Des loyers étant demeurés impayés, [Localité 5] Habitat-OPH a fait délivrer un commandement de payer visant la clause résolutoire, par acte de commissaire de justice en date du 3 mars 2025, à la société Titty coiffure, pour une somme en principal de 10.083, 59 euros au titre des loyers et charges impayés selon décompte arrêté au 25 février 2025.

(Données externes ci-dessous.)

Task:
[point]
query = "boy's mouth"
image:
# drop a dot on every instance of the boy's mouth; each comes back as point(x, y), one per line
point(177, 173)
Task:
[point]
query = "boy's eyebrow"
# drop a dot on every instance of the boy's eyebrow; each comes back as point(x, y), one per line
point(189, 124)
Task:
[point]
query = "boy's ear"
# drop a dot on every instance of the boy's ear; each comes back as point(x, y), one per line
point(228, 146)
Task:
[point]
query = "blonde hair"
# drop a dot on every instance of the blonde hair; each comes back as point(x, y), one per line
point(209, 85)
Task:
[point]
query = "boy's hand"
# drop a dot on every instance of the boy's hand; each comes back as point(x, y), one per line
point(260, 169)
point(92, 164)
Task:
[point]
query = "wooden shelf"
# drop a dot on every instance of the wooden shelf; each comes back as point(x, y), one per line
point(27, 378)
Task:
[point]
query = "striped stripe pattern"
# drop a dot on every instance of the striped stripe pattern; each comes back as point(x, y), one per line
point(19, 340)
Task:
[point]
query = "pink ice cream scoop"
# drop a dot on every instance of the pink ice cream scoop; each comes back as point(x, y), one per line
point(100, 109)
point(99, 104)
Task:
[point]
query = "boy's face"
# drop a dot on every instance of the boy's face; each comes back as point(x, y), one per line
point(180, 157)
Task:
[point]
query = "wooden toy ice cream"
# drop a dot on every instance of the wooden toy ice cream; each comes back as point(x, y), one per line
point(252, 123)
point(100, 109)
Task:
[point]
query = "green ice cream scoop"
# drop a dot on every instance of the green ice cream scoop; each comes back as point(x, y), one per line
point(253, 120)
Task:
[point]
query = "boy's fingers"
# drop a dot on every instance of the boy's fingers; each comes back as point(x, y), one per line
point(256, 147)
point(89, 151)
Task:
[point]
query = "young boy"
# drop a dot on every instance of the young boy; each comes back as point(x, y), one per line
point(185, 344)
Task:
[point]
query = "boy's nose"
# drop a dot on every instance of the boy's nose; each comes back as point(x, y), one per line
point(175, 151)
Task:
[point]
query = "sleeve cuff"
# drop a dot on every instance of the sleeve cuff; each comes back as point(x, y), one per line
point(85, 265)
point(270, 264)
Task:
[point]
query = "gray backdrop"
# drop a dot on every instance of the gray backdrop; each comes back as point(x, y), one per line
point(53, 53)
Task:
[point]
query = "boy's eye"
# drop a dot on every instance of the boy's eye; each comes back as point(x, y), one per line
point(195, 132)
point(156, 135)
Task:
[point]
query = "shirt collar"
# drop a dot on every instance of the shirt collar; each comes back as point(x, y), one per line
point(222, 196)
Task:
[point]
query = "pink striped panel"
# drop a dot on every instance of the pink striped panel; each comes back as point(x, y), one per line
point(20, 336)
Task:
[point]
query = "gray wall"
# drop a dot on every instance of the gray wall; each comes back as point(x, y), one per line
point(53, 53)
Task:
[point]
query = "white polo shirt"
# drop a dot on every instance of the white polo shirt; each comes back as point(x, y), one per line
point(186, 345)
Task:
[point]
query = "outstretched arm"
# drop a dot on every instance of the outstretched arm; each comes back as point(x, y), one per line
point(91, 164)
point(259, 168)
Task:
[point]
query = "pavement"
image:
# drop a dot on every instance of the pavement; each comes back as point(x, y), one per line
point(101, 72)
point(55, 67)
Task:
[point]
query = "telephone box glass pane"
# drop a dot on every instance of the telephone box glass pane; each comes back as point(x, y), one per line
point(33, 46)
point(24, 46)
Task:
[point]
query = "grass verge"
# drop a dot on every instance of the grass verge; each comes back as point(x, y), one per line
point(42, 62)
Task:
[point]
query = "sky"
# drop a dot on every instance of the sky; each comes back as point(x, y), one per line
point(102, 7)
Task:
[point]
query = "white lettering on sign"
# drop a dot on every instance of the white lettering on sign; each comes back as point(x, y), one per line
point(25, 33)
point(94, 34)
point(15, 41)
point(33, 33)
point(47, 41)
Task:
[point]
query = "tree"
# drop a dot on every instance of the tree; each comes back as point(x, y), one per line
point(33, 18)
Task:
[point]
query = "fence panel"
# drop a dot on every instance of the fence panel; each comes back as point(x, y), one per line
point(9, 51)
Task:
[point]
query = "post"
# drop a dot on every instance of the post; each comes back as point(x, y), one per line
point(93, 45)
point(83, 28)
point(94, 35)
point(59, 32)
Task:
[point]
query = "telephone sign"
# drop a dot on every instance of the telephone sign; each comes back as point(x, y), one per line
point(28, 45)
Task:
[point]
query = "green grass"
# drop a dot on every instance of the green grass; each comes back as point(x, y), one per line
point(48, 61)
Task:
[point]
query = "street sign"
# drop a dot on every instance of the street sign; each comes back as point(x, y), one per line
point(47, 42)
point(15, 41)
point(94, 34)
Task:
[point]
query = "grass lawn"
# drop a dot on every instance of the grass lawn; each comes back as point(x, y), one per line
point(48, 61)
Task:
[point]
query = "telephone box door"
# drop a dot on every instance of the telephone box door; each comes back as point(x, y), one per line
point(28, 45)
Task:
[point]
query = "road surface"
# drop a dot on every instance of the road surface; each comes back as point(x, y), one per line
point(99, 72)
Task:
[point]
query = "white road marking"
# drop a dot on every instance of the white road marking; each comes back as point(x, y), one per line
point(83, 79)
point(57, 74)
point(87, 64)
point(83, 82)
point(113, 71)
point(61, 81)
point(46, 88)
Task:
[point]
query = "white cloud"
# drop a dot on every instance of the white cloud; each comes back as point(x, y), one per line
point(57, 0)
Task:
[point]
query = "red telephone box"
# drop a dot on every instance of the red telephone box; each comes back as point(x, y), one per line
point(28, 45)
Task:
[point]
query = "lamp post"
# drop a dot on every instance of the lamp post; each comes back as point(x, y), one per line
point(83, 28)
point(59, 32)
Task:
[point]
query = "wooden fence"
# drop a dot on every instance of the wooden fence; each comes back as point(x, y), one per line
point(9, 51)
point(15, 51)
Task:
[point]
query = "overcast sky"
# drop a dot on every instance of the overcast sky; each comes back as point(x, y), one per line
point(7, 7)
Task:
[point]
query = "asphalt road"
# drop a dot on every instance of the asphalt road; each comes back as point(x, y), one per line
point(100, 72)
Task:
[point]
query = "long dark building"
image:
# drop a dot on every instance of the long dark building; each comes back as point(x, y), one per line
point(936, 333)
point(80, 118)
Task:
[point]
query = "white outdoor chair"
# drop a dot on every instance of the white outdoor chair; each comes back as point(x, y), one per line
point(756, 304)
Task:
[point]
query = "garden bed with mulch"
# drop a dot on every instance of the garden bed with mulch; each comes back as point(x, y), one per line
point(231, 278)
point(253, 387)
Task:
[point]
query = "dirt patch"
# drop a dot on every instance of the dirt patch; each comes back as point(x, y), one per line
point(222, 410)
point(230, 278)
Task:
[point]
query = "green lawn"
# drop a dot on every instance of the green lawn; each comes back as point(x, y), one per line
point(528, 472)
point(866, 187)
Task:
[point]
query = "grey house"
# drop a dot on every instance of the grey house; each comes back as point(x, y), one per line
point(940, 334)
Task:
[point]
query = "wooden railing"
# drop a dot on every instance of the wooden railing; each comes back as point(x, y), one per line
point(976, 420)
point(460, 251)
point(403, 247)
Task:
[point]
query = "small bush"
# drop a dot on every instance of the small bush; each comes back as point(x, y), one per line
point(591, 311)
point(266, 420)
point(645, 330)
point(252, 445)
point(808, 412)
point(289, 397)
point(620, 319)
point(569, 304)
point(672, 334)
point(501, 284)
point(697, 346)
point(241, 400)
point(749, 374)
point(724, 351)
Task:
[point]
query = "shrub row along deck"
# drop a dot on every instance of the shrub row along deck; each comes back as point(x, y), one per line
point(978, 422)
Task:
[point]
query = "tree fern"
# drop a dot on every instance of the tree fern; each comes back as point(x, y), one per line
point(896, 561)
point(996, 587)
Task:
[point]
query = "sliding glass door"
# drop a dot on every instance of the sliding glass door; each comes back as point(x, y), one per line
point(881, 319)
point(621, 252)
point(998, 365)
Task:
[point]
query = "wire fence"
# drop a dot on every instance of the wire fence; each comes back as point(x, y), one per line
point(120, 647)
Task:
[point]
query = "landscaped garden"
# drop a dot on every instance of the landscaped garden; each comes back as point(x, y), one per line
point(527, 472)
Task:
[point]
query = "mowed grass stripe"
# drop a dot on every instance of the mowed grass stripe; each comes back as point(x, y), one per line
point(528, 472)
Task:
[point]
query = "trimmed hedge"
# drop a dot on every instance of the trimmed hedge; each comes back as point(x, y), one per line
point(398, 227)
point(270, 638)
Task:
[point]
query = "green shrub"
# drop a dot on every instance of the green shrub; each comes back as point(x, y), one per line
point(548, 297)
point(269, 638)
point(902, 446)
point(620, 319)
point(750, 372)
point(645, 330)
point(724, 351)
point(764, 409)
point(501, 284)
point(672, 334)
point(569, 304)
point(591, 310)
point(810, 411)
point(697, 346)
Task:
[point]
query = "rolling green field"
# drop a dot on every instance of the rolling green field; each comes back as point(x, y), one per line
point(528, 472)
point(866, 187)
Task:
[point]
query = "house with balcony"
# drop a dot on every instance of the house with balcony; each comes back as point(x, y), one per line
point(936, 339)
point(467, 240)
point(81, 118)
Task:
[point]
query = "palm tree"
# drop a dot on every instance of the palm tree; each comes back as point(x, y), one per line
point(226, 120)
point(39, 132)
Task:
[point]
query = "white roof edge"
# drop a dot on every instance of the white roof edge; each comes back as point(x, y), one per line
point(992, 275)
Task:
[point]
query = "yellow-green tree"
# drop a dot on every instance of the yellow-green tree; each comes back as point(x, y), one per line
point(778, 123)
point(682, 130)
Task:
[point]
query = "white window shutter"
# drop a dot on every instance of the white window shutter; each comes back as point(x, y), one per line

Se prévalant de l’acquisition de la clause résolutoire, par acte de commissaire de justice en date du 26 mai 2025, Paris Habitat-OPH a fait assigner la société Titty coiffure devant le président du tribunal judiciaire de Paris, statuant en référé, au visa de l’article L. 145-41 du code de commerce, aux fins de voir :
« 1°)- CONSTATER que le Preneur n’a pas réglé à [Localité 5] HABITAT-OPH ses loyers et charges dans le délai prescrit
— CONSTATER l’acquisition de la clause résolutoire pour défaut de paiement du loyer et des charges locatives,
EN CONSÉQUENCE :
— ORDONNER, l’expulsion de la Société TITTY COIFFURE ainsi que celle de tout occupant de son chef, des lieux donnés à bail, avec au besoin, l’assistance de la force publique et d’un serrurier, s’il y a lieu, sous astreinte de 150 Euros par jour de retard à compter du prononcé de l’Ordonnance jusqu’au départ définitif ;
— DIRE que le sort des meubles sera régi conformément aux dispositions des articles L. 433-1 et L. 433-2 du Code des Procédures civiles d’Exécution ;
2°)- CONDAMNER à titre provisionnel la Société TITTY COIFFURE au paiement de la somme de 12 966, 17 Euros suivant décompte arrêté au terme du 2ème trimestre 2025 inclus, assortie des intérêts au taux des avances sur titres de la BANQUE DE France majoré de deux points à compter du 3 mars 2025, date du commandement de payer,
3°)- AUTORISER [Localité 5] HABITAT-OPH à conserver le dépôt de garantie à titre d’indemnité contractuelle et provisionnelle de résiliation anticipée du bail, en application des articles 7 et 19 du contrat de bail ;
4°)- CONDAMNER à titre provisionnel la Société TITTY COIFFURE à une indemnité mensuelle d’occupation égale au « montant du loyer contractuellement en vigueur, majoré de vingt pour cent (20%) outre les charges et taxes » en application de l’alinéa 6 de l’article « 19 CLAUSE RESOLUTOIRE » qui sera perçue dans les mêmes conditions et aux mêmes dates que le loyer prévu au bail et qui subira les mêmes majorations, à compter du mois de juillet 2025, à titre de réparation du préjudice subi jusqu’à la libération effective des lieux par remise des clés.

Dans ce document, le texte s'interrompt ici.